PLOT After a family matriarch dies, her daughter discovers clues to a dark past.
CAST Toni Collette, Gabriel Byrne, Alex Wolff
RATED R (violence and gore)
BOTTOM LINE A new high point in modern horror, with a jaw-dropping performance from Collette. Don’t say you weren’t warned.
Watching Alfred Hitchcock’s “The Man Who Knew Too Much” with my children recently, I noticed something about empathy, fear and filmmaking. Bloodshed and violence certainly got my kids clutching the couch pillows, but what really freaked them out was the face of Doris Day when she screamed. Hitchcock knew — as did Roman Polanski, Michael Powell and other directors who left indelible marks on the horror genre — that there’s nothing more frightening than other people’s fear.
We have to care about them first, of course, and Ari Aster, the writer and director of “Hereditary,” understands this instinctively. Aster’s first feature film (following several acclaimed shorts) has its share of blood and gore, but it’s the people in this story that get under our skin.
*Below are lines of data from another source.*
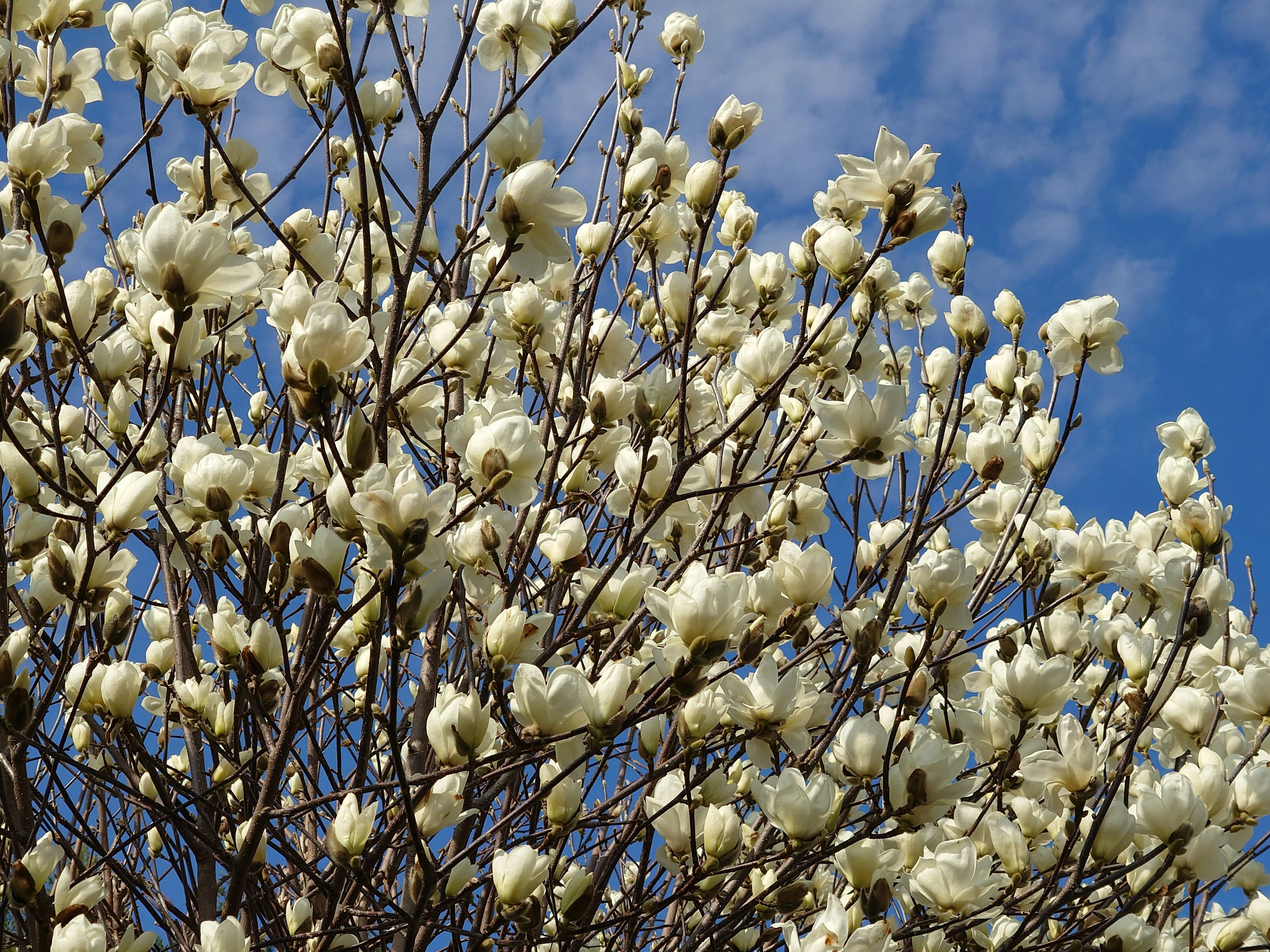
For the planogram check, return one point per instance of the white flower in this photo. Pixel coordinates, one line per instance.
(517, 874)
(868, 433)
(511, 35)
(350, 831)
(954, 879)
(1085, 333)
(515, 141)
(733, 124)
(192, 56)
(683, 37)
(71, 78)
(460, 728)
(528, 211)
(79, 936)
(705, 610)
(506, 455)
(224, 936)
(190, 263)
(799, 808)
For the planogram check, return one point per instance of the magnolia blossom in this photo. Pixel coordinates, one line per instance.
(662, 586)
(1085, 333)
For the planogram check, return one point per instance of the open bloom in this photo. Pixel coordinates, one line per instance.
(511, 33)
(954, 879)
(799, 808)
(705, 610)
(1085, 333)
(868, 433)
(517, 874)
(896, 183)
(190, 263)
(528, 211)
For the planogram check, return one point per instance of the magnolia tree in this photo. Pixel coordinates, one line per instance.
(553, 569)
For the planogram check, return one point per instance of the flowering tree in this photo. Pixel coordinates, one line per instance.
(591, 580)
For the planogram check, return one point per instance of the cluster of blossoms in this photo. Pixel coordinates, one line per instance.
(596, 580)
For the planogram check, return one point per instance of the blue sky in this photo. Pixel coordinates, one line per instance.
(1104, 148)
Starring Toni Collette as a woman who begins to suspect that her late mother left her under some kind of curse or spell, “Hereditary” is as richly drawn as any drama and directed with an enigmatic style that recalls filmmakers as disparate as Stanley Kubrick and Jane Campion. This is stomach-dropping, pit-of-your-soul horror, and a new high point in a genre that’s been full of them lately (see “The Babadook,” “Get Out,” “A Quiet Place” and others).
Collette, in an exquisitely fine-tuned performance, plays Annie Graham, an artist who re-creates her life in painstakingly detailed dioramas. It’s possible we are inside one: The film opens in Annie’s studio and zooms in on a miniature bedroom that, disorientingly, turns out to contain her teenage son, Peter (Alex Wolff). He’s an amiable, easygoing kid, far easier than his sullen, slightly irritating younger sister, Charlie (Milly Shapiro). Soon after the death of Annie’s mother, the family is hit by another tragedy, too ghastly to describe (and easily the film’s most rattling sequence). As Annie’s personality splinters under the strain, and clues to a dark conspiracy bubble to the surface, her husband, Steve (Gabriel Byrne), begins to question her sanity.
For its artistry and sophistication, “Hereditary” is bound to draw comparisons to the horror masterpieces of the 1960s and ‘70s, particularly “Rosemary’s Baby.” A closer comparison, though, might be David Lynch’s “Eraserhead,” another debut film that unfolds like a nightmare and speaks its own symbolic language of fear. And Aster just might be, like Lynch, a major new talent. With this film, at least, he’s so good it’s scary.